Le gouvernement scolaire dont je fais partie a fait prendre depuis 2003 un tournant assez marqué à l’école montréalaise. Brisant l’idée qu’une école est un bateau isolé et autonome sur sa mer éducative, nous avons renforcé les liens directs entre une école, les familles et la communauté. Nous n’avons pas inventé le concept mais, à l’échelle québécoise, nous l’avons certainement poussé le plus loin.

Cette orientation s’appuie sur un constat indéniable. L’école, et tout particulièrement en milieu défavorisé, ne peut relever seule ou de manière satisfaisante le triple défi du «  instruire, qualifier, socialiser » les élèves tel que nous le demande le législateur québécois. Le fameux village dont tout enfant a besoin pour bien grandir doit être construit.

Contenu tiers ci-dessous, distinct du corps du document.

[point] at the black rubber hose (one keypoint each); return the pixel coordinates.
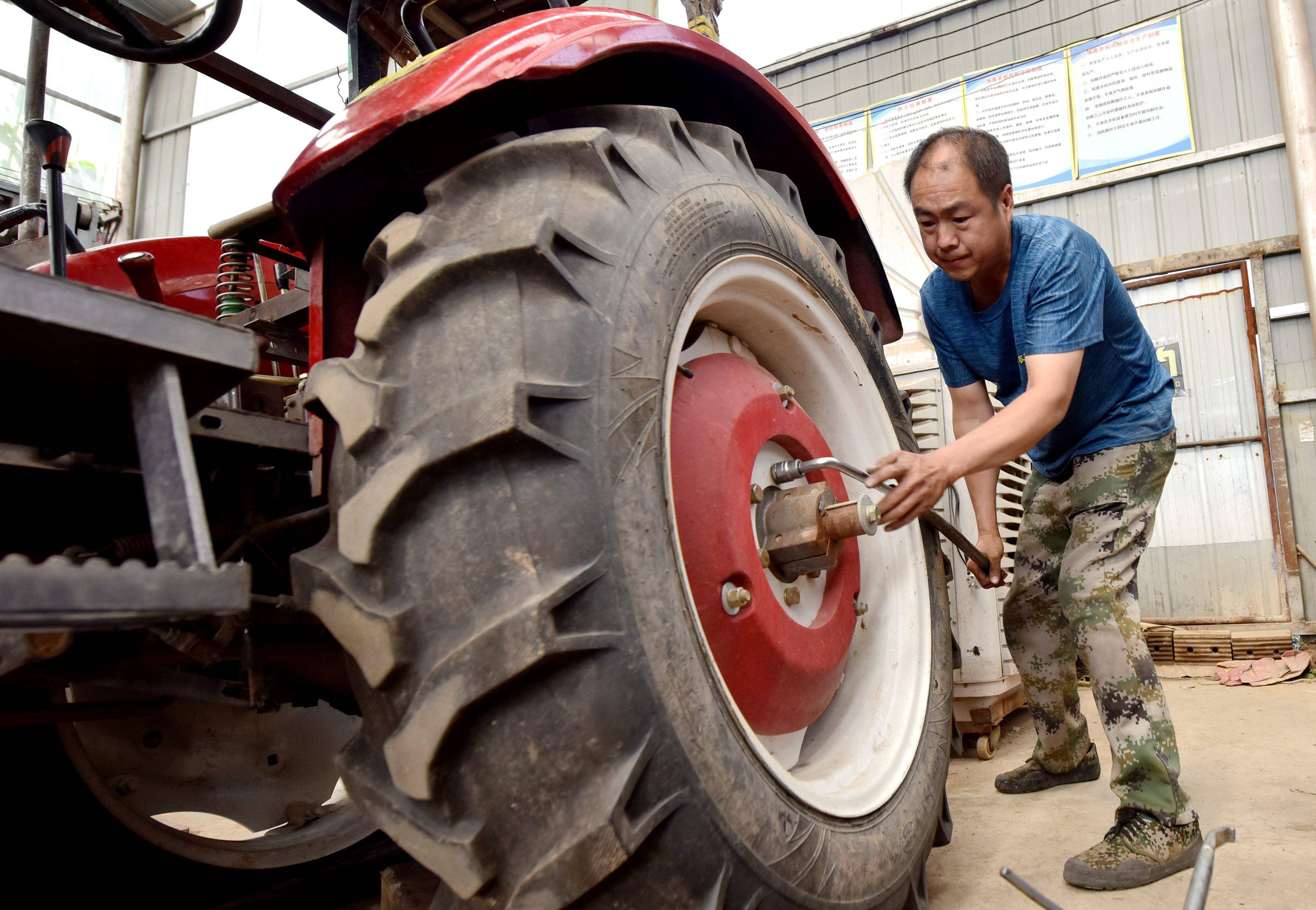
(414, 20)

L’école communautaire c’est donc une école fortement ancrée dans son milieu. Parce que les problèmes de logement, la situation économique des parents, le passé migratoire des familles ont tous des impacts majeurs sur la scolarisation et la réussite scolaire des élèves, il faut donc développer une vision plus globale et intégrée.

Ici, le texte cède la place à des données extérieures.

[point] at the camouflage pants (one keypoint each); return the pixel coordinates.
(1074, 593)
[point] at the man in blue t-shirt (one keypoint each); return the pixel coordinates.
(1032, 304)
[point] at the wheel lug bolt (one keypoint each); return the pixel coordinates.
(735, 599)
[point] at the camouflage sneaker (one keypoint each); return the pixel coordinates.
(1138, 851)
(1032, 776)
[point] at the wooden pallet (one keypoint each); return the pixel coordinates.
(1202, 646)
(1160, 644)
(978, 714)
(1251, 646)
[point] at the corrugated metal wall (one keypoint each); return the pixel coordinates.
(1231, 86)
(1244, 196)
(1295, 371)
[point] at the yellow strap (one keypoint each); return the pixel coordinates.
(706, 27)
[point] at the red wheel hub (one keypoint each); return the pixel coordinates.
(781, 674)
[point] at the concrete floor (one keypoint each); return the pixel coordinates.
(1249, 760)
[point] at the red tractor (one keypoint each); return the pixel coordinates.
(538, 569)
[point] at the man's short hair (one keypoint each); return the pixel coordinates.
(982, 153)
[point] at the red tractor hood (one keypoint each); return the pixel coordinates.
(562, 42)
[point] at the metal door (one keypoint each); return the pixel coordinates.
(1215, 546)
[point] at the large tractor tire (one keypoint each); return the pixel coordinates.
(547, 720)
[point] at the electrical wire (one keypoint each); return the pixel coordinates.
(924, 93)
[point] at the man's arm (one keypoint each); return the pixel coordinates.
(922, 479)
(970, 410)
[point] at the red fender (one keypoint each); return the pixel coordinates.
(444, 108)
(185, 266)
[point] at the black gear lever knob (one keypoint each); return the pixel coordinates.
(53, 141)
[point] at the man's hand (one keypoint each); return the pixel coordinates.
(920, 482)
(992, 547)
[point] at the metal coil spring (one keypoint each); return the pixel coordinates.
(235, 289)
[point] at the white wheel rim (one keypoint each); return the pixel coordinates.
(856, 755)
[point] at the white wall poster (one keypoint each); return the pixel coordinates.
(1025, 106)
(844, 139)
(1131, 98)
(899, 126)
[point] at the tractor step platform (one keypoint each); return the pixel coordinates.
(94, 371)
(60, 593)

Concrètement, cela veut dire tisser des liens beaucoup plus étroits avec les organismes communautaires du quartier dont les familles des élèves sont membres. Offrir les espaces scolaires pour des fêtes de quartier, des activités sportives. Participer à des coalitions pour réduire la circulation routière autour des écoles. Mener ensemble des campagnes pour la persévérance scolaire. Sensibiliser les commerçants aux réalités scolaires des jeunes qui travaillent chez eux.

Nous sommes passablement fiers du développement de cette école communautaire montréalaise. De plus en plus, se développe le concept du « jeune Montréalais », qui appartient à tout le monde et qui n’est pas découpé en morceaux en étant, selon les heures et les jours, un « élève de la commission scolaire » ou « un jeune du camp de jour de la ville » ou « un jeune de telle rue ».Comme je le disais, c’est aussi l’ampleur des défis à relever qui a forcé cette mise en commun de nos forces et ambitions.

Daniel Duranleau

Titulaire d’une maîtrise en sciences politiques de l'Université Laval de Québec, Daniel Duranleau coordonne un organisme de développement social dans le quartier montréalais de Saint-Léonard; il est commissaire scolaire d'Hochelaga-Maisonneuve depuis huit ans et président d’ATD Quart Monde Canada.